Pretreatment fluid-attenuated inversion recovery (FLAIR) volume, posttreatment FLAIR volume, and change in FLAIR volume versus progression-free survival (PFS) and overall survival (OS) in recurrent glioblastoma multiforme treated with bevacizumab. (A) PFS for pretreatment FLAIR volumes ranging from 100 mL to 250 mL showing no significant trends (P = .3102, by log-rank test for trends). (B) OS for pretreatment FLAIR volumes ranging from 100 mL to 250 mL showing no significant trends (P = .3599, by log-rank test for trends). (C) PFS for posttreatment FLAIR volumes ranging from 100 mL to 200 mL showing no significant trends (P = .5825, by log-rank test for trends). (D) OS for posttreatment FLAIR volumes ranging from 100 mL to 200 mL showing no statistically significant trends (P = .5714, by log-rank test for trends). (E) Patients showing a change in FLAIR volume more than 25% and 50% were not predictive of PFS (P = .2822, by log-rank test for trends). (F) Patients having a change in FLAIR volume more than 25% and 50% were also not predictive of OS (P = .4664, by log-rank test for trends).
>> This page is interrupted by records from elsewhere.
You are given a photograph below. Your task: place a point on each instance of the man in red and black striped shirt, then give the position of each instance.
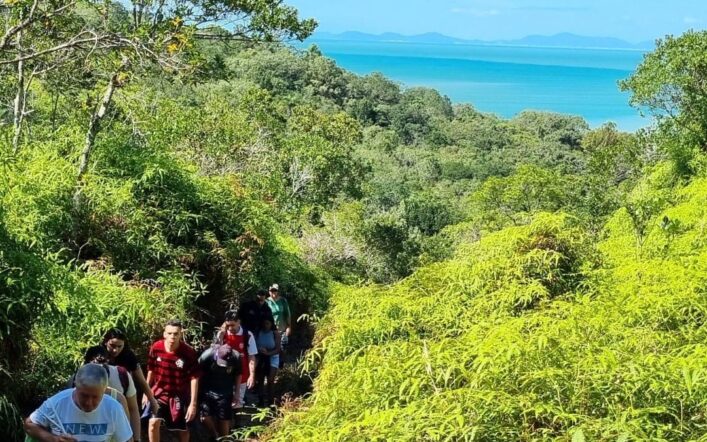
(173, 375)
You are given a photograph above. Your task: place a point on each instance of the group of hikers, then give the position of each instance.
(181, 385)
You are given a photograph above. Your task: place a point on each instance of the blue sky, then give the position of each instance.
(633, 20)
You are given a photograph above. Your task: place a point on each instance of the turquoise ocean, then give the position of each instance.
(505, 79)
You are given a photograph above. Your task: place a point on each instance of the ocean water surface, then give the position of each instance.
(505, 79)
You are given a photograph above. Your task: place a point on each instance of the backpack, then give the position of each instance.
(123, 375)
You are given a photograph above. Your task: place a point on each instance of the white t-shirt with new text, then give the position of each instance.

Post-Tx, post-treatment.

Fig. 4.

Pretreatment contrast-enhancing volume, posttreatment contrast-enhancing volume, and change in contrast-enhancing volume versus progression-free survival (PFS) and overall survival (OS). (A) Pretreatment contrast-enhancing volumes ranging from 5mL to 20mL showing a significant trend with respect to PFS (P = .0309, by log-rank test for trends). (B) Pretreatment contrast-enhancing volumes ranging from 5 mL to 20 mL not showing any trends with respect to OS (P = .0601, by log-rank test for trends). (C) Posttreatment contrast-enhancing volumes ranging from 2.5 mL to 10 mL showing a significant trend with respect to PFS (P = .0225, by log-rank test for trends). (D) Posttreatment contrast-enhancing volumes ranging from 2.5 mL to 10 mL not showing significant trends with respect to OS (P = .3422, by log-rank test for trends). (E) No trends in PFS for decrease in contrast-enhancing volumes of 25%, 50%, and 75% were observed (P = .7426, by log-rank test for trends). (F) No trends in OS for decrease in contrast-enhancing volumes of 25%, 50%, and 75% were observed (P = .6202, by log-rank test for trends).

Fig. 5.

Relationship between pretreatment relative non-enhancing tumor ratio (rNTR) and patient survival. (A) No significant trends observed between pre-treatment rNTR ranging from 5 to 10 and progression-free survival (PFS; P = .0577, by log-rank test for trends). (B) Similarly, no significant trends were observed between pretreatment rNTR ranging from 5 to 10 and overall survival (OS; P = .0762, by log-rank test for trends). (C) Patient stratification based on median rNTR (7.5) showing significant differences in PFS (P = .0023, by log-rank test). (D) Patient stratification based on median rNTR (7.5) also showed a significant difference in OS (P = .0440, by log-rank test).